I slowed down a bit more, nosed off the highway, and came to a stop. With my hazards on and my engine idling, I scrubbed a hand over my face. I'd saved myself from going through the kind of heartbreak I'd had in the past. I had to do this if I didn't want to hurt like that again.
So why did it hurt so bad? Why was I shaking? Shit, did I make a mistake?
Fuck. Apparently I was too screwed up in the head to figure this out on my own.
Hands unsteady, I texted Paul. You busy? Really need to talk again.
Paul met me at my place half an hour later.

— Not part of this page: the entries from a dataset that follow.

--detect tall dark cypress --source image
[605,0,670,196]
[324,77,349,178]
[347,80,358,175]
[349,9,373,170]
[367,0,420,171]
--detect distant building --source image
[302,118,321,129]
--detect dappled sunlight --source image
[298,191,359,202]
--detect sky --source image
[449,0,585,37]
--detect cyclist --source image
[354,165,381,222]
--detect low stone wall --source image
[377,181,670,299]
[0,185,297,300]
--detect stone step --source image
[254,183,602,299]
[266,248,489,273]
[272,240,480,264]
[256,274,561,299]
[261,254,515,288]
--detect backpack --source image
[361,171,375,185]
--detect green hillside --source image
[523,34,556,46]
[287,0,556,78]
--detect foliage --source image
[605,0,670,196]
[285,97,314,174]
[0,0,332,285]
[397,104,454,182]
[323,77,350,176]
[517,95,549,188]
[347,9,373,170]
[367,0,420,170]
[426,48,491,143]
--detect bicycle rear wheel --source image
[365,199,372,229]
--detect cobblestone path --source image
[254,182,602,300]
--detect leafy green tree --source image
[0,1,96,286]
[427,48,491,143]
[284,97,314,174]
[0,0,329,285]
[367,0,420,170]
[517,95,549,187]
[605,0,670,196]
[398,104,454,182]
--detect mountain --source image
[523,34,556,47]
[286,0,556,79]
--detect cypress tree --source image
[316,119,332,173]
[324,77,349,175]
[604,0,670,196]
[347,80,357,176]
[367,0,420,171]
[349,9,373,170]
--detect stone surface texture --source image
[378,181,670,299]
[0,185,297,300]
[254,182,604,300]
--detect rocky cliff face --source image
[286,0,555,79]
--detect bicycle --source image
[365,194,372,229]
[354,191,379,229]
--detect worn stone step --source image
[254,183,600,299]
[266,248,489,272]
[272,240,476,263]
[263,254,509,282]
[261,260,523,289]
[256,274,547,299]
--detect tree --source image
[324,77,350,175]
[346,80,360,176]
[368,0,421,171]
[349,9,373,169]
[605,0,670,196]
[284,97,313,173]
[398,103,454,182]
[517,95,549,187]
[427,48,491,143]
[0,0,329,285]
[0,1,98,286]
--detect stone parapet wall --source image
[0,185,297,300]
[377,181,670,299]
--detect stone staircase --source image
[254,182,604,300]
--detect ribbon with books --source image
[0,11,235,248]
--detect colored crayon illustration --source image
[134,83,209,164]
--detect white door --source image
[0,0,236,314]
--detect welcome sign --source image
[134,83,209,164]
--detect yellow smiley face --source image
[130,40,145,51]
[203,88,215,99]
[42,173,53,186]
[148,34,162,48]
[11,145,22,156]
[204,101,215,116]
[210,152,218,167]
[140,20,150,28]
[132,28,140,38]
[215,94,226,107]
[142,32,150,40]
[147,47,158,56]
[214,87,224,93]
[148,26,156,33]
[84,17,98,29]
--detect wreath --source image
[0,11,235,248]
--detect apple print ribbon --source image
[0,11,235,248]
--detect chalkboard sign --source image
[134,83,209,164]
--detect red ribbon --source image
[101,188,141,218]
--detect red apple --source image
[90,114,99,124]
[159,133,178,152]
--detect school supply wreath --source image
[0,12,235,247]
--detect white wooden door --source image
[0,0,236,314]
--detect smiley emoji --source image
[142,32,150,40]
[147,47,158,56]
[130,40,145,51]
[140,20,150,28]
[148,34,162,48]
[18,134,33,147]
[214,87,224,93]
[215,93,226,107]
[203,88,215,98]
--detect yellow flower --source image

"Hey," he said as he came inside. "What's up?"
"Thanks for coming over. You don't mind me picking your brain twice?"
He shrugged off his jacket. "Sean and his mother are still arguing about wedding shit, so I'm happy to vacate for a while. So what's going on?"
"Let's go sit. You want any coffee or anything?" I didn't know why I bothered stalling. He was here now, and he was going to drag the truth out of me whether I liked it or not.
"No, I'm fine."
We walked into the living room.
"You're really wound up," Paul said. "Talk to me, Travis."
That was what I'd brought him here for, wasn't it? "I . . ." I rubbed both hands over my face, then turned and faced him. "I called things off with Clint."